The missing levels are because you are trying to view the factor variables as if they were continuous ones - strictly they should not be displayed as biplot arrows I guess. Anyway, just as in regression with dummy variables, one of the levels of the factor cannot be included because it is linearly dependent on the dummy variables for the remaining levels in the model matrix. Consider this example:
require("vegan")
data(dune)
data(dune.env)
mod <- rda(dune ~ Management, data = dune.env)
> model.matrix(mod)
ManagementHF ManagementNM ManagementSF
2 0 0 0
13 0 0 1
4 0 0 1
16 0 0 1
6 1 0 0
1 0 0 1
8 1 0 0
5 1 0 0
....<truncated>
What you see in the output from model.matrix()
are the variables that went into the ordination. Notice that there are three variables in the model matrix but there are four levels in the Management
factor:
> with(dune.env, levels(Management))
[1] "BF" "HF" "NM" "SF"
The convention in R is to use the first level of a factor as the reference level. In a regression this would be included in the intercept, but we don't have one of those in RDA. Notice how in the first row of the model.matrix()
output, all values are 0
; this indicates that that row was in the BF
management group.
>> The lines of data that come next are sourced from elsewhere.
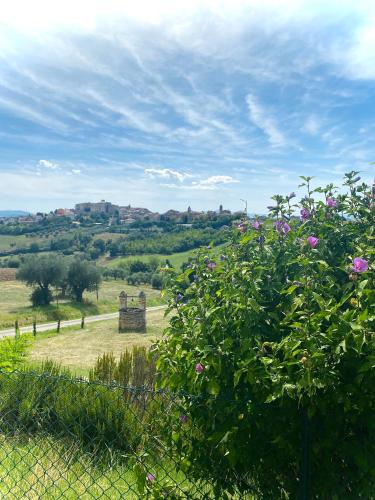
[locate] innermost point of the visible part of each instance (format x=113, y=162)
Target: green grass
x=15, y=303
x=176, y=259
x=79, y=349
x=8, y=242
x=43, y=467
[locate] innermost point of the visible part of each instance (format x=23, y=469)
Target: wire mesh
x=68, y=438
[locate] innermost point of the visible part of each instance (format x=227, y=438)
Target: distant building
x=103, y=207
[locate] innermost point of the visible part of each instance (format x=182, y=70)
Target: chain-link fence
x=62, y=437
x=66, y=438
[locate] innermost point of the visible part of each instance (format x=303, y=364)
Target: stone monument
x=132, y=318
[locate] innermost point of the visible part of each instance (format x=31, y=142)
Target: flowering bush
x=277, y=332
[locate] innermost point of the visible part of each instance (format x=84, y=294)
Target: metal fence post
x=306, y=451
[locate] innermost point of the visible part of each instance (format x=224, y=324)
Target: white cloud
x=166, y=173
x=357, y=59
x=312, y=125
x=260, y=118
x=208, y=184
x=48, y=164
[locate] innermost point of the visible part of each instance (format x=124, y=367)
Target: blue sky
x=168, y=104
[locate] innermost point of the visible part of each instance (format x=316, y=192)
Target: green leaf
x=213, y=387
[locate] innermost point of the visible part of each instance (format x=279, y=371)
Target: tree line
x=67, y=277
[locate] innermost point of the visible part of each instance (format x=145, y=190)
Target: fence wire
x=68, y=438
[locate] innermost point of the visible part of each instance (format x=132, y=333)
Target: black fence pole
x=306, y=451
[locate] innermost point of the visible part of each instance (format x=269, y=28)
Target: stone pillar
x=123, y=300
x=142, y=300
x=132, y=319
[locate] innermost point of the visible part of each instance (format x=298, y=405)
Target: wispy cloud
x=222, y=97
x=166, y=173
x=261, y=119
x=48, y=164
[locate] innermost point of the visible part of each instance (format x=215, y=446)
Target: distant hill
x=13, y=213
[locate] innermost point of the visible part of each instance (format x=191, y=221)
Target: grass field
x=15, y=303
x=8, y=242
x=79, y=349
x=176, y=259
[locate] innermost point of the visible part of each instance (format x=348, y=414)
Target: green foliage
x=277, y=328
x=135, y=367
x=13, y=351
x=82, y=275
x=96, y=416
x=41, y=272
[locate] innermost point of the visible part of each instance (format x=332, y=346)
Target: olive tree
x=82, y=275
x=41, y=273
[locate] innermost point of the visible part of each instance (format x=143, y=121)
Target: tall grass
x=135, y=367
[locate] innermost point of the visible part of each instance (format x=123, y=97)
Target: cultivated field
x=79, y=349
x=15, y=303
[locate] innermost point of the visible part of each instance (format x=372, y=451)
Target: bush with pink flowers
x=276, y=334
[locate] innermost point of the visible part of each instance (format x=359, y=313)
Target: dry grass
x=79, y=349
x=7, y=274
x=15, y=303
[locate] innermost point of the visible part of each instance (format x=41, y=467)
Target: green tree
x=41, y=272
x=274, y=340
x=82, y=275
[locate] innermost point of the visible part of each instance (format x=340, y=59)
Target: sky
x=165, y=104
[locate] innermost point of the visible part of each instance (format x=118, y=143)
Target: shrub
x=96, y=416
x=157, y=281
x=276, y=336
x=41, y=297
x=13, y=351
x=135, y=367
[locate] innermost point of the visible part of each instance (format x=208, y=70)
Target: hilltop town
x=123, y=214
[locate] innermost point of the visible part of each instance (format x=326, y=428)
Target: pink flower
x=359, y=265
x=305, y=214
x=256, y=224
x=199, y=368
x=312, y=241
x=282, y=227
x=331, y=202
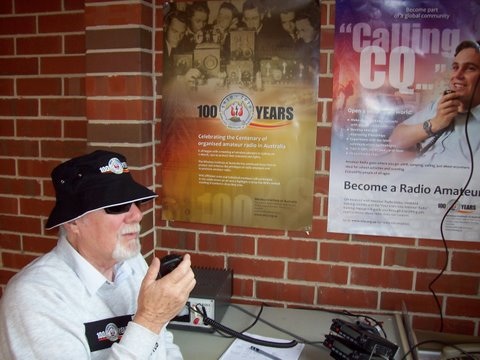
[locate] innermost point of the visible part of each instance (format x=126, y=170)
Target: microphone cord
x=224, y=329
x=442, y=223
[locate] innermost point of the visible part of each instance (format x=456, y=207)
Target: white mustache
x=131, y=228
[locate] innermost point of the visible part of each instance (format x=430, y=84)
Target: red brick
x=19, y=186
x=354, y=253
x=7, y=166
x=17, y=25
x=449, y=283
x=23, y=224
x=289, y=248
x=6, y=7
x=303, y=271
x=63, y=22
x=415, y=302
x=285, y=292
x=25, y=7
x=347, y=297
x=452, y=326
x=71, y=64
x=176, y=239
x=7, y=128
x=63, y=107
x=210, y=261
x=256, y=267
x=62, y=149
x=39, y=45
x=466, y=262
x=18, y=66
x=7, y=47
x=232, y=244
x=35, y=207
x=458, y=306
x=9, y=204
x=242, y=287
x=383, y=239
x=39, y=86
x=382, y=278
x=414, y=258
x=75, y=129
x=18, y=148
x=74, y=44
x=18, y=107
x=74, y=86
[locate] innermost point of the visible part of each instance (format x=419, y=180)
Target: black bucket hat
x=91, y=182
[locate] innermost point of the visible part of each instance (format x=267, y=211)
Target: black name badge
x=102, y=334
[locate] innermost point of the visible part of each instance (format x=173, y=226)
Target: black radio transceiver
x=364, y=339
x=343, y=349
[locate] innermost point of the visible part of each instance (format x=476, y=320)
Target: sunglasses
x=121, y=209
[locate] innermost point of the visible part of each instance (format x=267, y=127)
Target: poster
x=239, y=113
x=393, y=60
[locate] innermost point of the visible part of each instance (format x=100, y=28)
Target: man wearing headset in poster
x=438, y=131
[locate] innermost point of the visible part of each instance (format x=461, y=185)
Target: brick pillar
x=119, y=87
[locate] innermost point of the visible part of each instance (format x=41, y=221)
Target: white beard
x=131, y=248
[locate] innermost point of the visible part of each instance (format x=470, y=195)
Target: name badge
x=102, y=334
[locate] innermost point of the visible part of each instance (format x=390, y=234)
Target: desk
x=311, y=325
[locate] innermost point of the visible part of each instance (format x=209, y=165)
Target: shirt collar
x=91, y=278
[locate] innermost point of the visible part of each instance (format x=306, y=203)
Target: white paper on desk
x=240, y=349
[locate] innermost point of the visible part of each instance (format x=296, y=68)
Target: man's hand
x=161, y=300
x=447, y=109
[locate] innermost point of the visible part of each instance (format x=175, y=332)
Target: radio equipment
x=212, y=293
x=356, y=342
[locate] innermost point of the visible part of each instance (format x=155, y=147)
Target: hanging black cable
x=447, y=254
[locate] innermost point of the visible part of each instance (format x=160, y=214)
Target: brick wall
x=82, y=74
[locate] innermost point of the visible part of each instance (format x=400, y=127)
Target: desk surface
x=311, y=325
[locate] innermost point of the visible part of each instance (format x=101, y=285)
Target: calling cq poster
x=393, y=60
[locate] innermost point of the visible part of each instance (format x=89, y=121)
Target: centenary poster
x=239, y=112
x=406, y=119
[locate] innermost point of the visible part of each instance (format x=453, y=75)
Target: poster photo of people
x=406, y=119
x=239, y=112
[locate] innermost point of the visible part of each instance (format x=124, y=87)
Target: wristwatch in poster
x=427, y=126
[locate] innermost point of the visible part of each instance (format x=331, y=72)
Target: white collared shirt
x=46, y=307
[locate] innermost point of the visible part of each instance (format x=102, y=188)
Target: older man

But as only three variables went into the model proper, we can only represent them by three biplot arrows - that is just the way the maths works.
What we can do is plot the group centroids and that is what is shown in the summary()
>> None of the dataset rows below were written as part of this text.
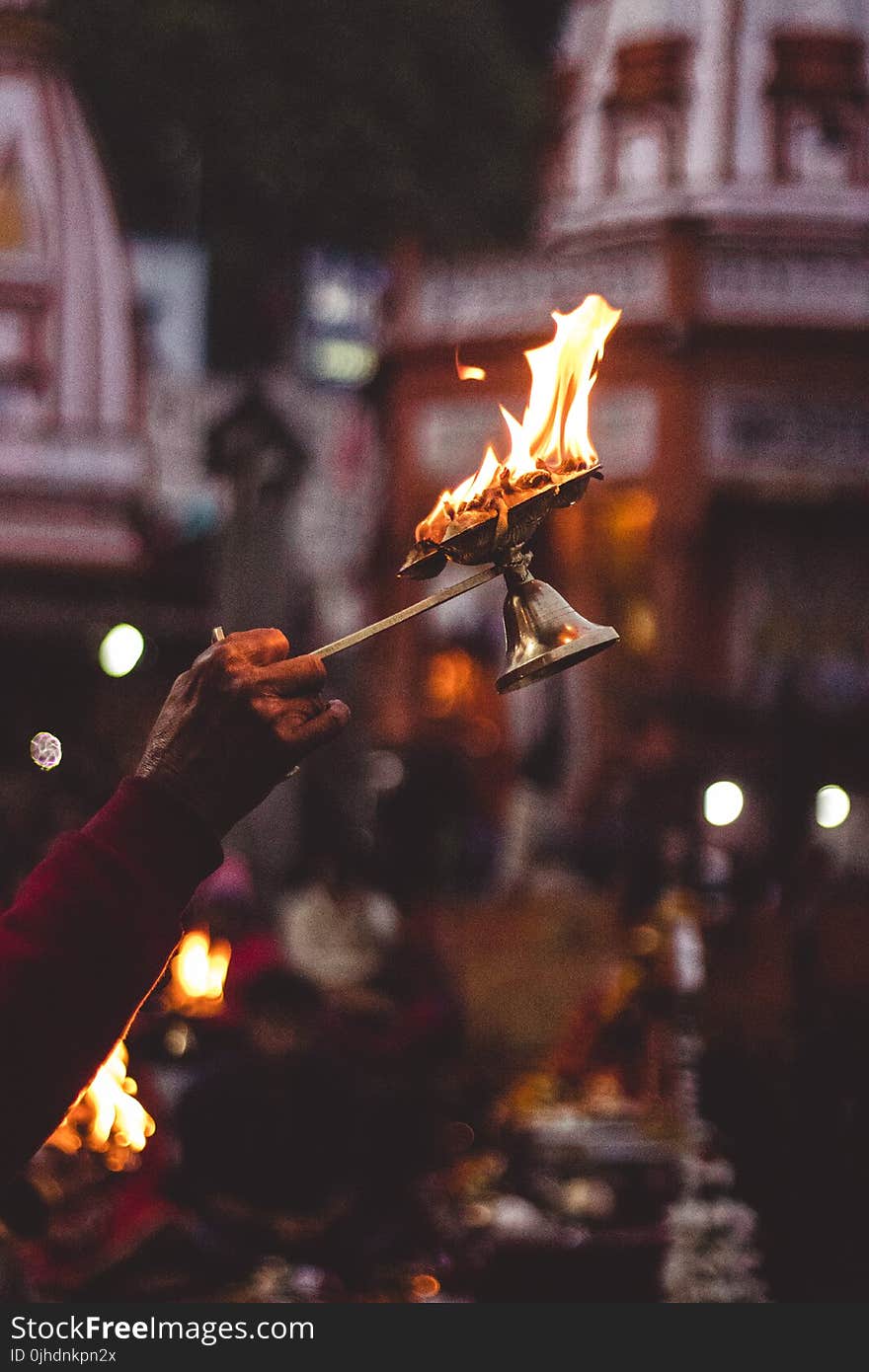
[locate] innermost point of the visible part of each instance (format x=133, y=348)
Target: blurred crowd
x=330, y=1129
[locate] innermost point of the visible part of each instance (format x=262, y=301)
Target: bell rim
x=558, y=658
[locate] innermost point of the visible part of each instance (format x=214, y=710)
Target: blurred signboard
x=815, y=285
x=340, y=330
x=767, y=435
x=172, y=291
x=503, y=295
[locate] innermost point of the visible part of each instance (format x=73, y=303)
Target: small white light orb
x=121, y=649
x=832, y=807
x=45, y=751
x=722, y=802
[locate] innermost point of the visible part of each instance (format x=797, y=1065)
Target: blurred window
x=820, y=102
x=646, y=115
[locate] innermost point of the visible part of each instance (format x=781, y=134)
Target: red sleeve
x=90, y=932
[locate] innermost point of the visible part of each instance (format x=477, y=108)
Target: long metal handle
x=398, y=618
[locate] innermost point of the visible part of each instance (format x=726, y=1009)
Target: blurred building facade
x=709, y=176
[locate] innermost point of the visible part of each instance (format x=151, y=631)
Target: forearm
x=85, y=939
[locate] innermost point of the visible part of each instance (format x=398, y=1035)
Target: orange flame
x=108, y=1117
x=552, y=442
x=198, y=973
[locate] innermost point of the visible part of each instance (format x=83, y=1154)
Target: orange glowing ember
x=552, y=442
x=198, y=973
x=108, y=1117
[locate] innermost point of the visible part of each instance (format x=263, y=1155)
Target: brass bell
x=544, y=633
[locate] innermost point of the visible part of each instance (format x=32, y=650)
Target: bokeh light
x=45, y=751
x=832, y=807
x=722, y=802
x=121, y=649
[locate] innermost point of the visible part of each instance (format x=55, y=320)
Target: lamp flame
x=198, y=974
x=552, y=440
output you refer to and which can be extracted using scores()
:
> scores(mod, display = "cn")
RDA1 RDA2
ManagementBF -1.2321245 1.9945903
ManagementHF -1.1847246 0.7128810
ManagementNM 2.1149031 0.4258579
ManagementSF -0.5115703 -2.0172205
attr(,"const")
[1] 6.322924
Hence to add the centroids to the existing plot do:
text(mod, scaling = 3, display = "cn")
No matter what you do, you can't add a biplot arrow for the reference group.
I hope that explains the behaviour you are seeing?